Step 4: Representing Data (Bar Charts)

Once data is organized in a table, we can create graphs to see the patterns visually. Bar charts are excellent for comparing frequencies, while pie charts are best for showing proportions.
Definition Bar Chart
A bar chart uses rectangular bars where the height of each bar represents its frequency. It can be used for both qualitative and quantitative data.
  • For qualitative (categorical) data, each bar represents a distinct category (e.g., "Math", "Science").

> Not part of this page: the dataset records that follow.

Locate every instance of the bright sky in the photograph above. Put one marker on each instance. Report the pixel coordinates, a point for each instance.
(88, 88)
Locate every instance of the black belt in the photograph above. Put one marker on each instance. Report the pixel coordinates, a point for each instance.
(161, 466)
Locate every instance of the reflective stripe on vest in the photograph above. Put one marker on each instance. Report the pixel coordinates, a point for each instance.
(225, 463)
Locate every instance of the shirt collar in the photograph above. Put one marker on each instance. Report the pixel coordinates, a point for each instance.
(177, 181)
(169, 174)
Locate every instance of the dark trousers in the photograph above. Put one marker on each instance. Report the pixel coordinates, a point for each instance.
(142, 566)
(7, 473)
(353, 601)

The bars are typically drawn with gaps between them to show the categories are separate.
  • For quantitative (numerical) data, each bar represents a specific number (e.g., a score of "3", or "4 siblings"). The numbers are placed in order along the horizontal axis.
Example
Draw a bar chart for our "Favorite Subject" survey data.
Subject Frequency
Math 8
Science 5
Sport 7
Art 5


Definition Pie Chart
A pie chart shows the proportion of each category as a slice of a circle. If the relative frequency of a category is written as a decimal (for example \(0.32\)), the angle for its slice is calculated as:$$ \text{Angle} = \text{Relative Frequency} \times 360^\circ. $$
Example
Draw a pie chart for our "Favorite Subject" survey data (Total = 25 students).
Subject Frequency Relative Frequency
Math 8 \(32\pourcent\)
Science 5 \(20\pourcent\)
Sport 7 \(28\pourcent\)
Art 5 \(20\pourcent\)

First, calculate the angle for each slice:
  • Math: \(0.32 \times 360^\circ \approx 115^\circ\)
  • Science: \(0.20 \times 360^\circ = 72^\circ\)
  • Sport: \(0.28 \times 360^\circ \approx 101^\circ\)
  • Art: \(0.20 \times 360^\circ = 72^\circ\)

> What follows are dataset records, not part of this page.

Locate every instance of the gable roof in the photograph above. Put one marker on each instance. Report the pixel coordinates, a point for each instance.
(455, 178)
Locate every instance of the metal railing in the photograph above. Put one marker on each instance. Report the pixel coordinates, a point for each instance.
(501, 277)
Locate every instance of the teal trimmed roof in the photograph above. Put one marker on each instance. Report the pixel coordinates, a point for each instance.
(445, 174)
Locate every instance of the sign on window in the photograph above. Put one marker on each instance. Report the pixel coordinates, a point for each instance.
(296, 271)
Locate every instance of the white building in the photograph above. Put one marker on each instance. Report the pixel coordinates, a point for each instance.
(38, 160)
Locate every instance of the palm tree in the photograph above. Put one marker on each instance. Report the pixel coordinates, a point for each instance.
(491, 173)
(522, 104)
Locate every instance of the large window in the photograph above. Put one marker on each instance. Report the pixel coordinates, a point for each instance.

Step 4: Representing Data (Box Plots)

While measures like the mean and standard deviation are powerful, they don't give a full picture of the data's distribution. A box plot (or box-and-whisker plot) is a visual tool that summarizes a dataset by showing both its center and its spread simultaneously.
Definition Box Plot
A box plot visually displays the five-number summary above a number line.
  • A central box is drawn from the lower quartile (Q1) to the upper quartile (Q3).
  • A line inside the box marks the median (Q2).
  • Whiskers (lines) extend from the box out to the minimum and maximum values.
The box represents the middle 50\(\pourcent\) of the data (the IQR), the line inside shows the center, and the whiskers show the full range.
Method Constructing a Box Plot
  1. Order the data from least to greatest.
  2. Find the five-number summary: Calculate the minimum, Q1, median, Q3, and maximum.
  3. Draw a number line that covers the full range of your data.
  4. Draw the box and median: Draw a box from Q1 to Q3 and a vertical line inside the box at the median.
  5. Draw the whiskers: Draw lines from the box to the minimum and maximum values.
Example
This box plot shows the number of minutes passengers spent waiting in an airport departure lounge.
Based on the plot, find the median, the range, and the interquartile range.

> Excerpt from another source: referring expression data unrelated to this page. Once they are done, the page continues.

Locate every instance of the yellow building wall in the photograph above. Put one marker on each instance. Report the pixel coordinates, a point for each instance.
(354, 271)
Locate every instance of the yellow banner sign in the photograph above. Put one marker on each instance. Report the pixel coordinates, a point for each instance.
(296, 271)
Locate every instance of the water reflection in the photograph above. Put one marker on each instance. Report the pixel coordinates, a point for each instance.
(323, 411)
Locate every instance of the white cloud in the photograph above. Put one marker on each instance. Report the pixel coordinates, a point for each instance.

By reading the five-number summary from the plot:
  • Median (Q2): The line inside the box is at 50 minutes.
  • Range: Maximum - Minimum = \(72 - 30 = 42\) minutes.
  • Interquartile Range (IQR): Q3 - Q1 = \(62 - 39 = 23\) minutes.

Step 5: Interpreting Data

Method A Method for Interpreting Data
Interpretation is the final and most important step. It’s where you explain the story your data tells. Follow these steps to write a strong interpretation.
  1. State the Main Findings: Start by describing the most obvious points. What is the most popular category (the mode)? What is the least popular?
  2. Make Comparisons: Use comparative words (e.g., "more than," "less than," "twice as many") to compare different categories. Perform simple calculations if needed.
  3. Use Specific Data as Evidence: Support your statements with numbers. Use frequencies (counts) or relative frequencies (percentages) from your table or chart.
  4. Draw a Conclusion: Write a concluding sentence that directly answers your original statistical question.
  5. Reflect and Ask New Questions: Think about what your data doesn't tell you. Does this result apply to the whole school, or just your class? What could you investigate next?
Example Interpreting the "Favorite Subject" Survey
Let's apply the 5-step method to interpret the results from our survey on favorite subjects.
Subject Frequency Relative Frequency
Math 8 \(32\pourcent\)
Science 5 \(20\pourcent\)
Sport 7 \(28\pourcent\)
Art 5 \(20\pourcent\)
  • Main Findings: The data shows that Math is the most popular subject. The least popular subjects are Science and Art, which are tied.
  • Comparisons: More students chose Math (8) than Sport (7). The number of students who prefer Science is the same as the number who prefer Art (5).
  • Evidence: Math is the favorite for 32\(\pourcent\) of the class, making it the clear mode.
  • Conclusion: In conclusion, based on our survey of 25 students, the favorite subject in this class is Math.
  • Reflection: This conclusion only applies to our class of 25 students. A new question for a future investigation could be: "Is Math also the favorite subject in the entire school?"
Method Thinking Critically About Statistical Claims
Whenever you encounter a claim based on statistics (e.g., in the news or an advertisement), you must evaluate it critically. A good statistician considers two key points:
  1. Question the Data Collection: All sample statistics contain potential error. Always ask:
    • Was the sample representative of the population, or was it biased?
    • Was the sample size large enough to be reliable?
    • What is the potential for sampling error?
  2. Avoid Overgeneralization: Statistics describe group trends, not absolute truths about individuals. It is a common misuse of statistics to apply a group average to every member of that group.
Example
  • Claim: "Girls are better at math than boys."
  • Evidence Provided: In my class, the girls' mean test score was \(87\pourcent\), while the boys' mean was \(75\pourcent\).
  • Critical Evaluation: Although the data shows that girls performed better on average in this specific class, the broad generalization is flawed.
  • Limitation of the Sample: The sample size (a single class) is too small to be representative of the entire student population. Therefore, this finding cannot be generalized to all girls and boys.
  • Corrected Conclusion: A more accurate statement would be: "In this particular class, the girls' average score was higher than the boys' average score."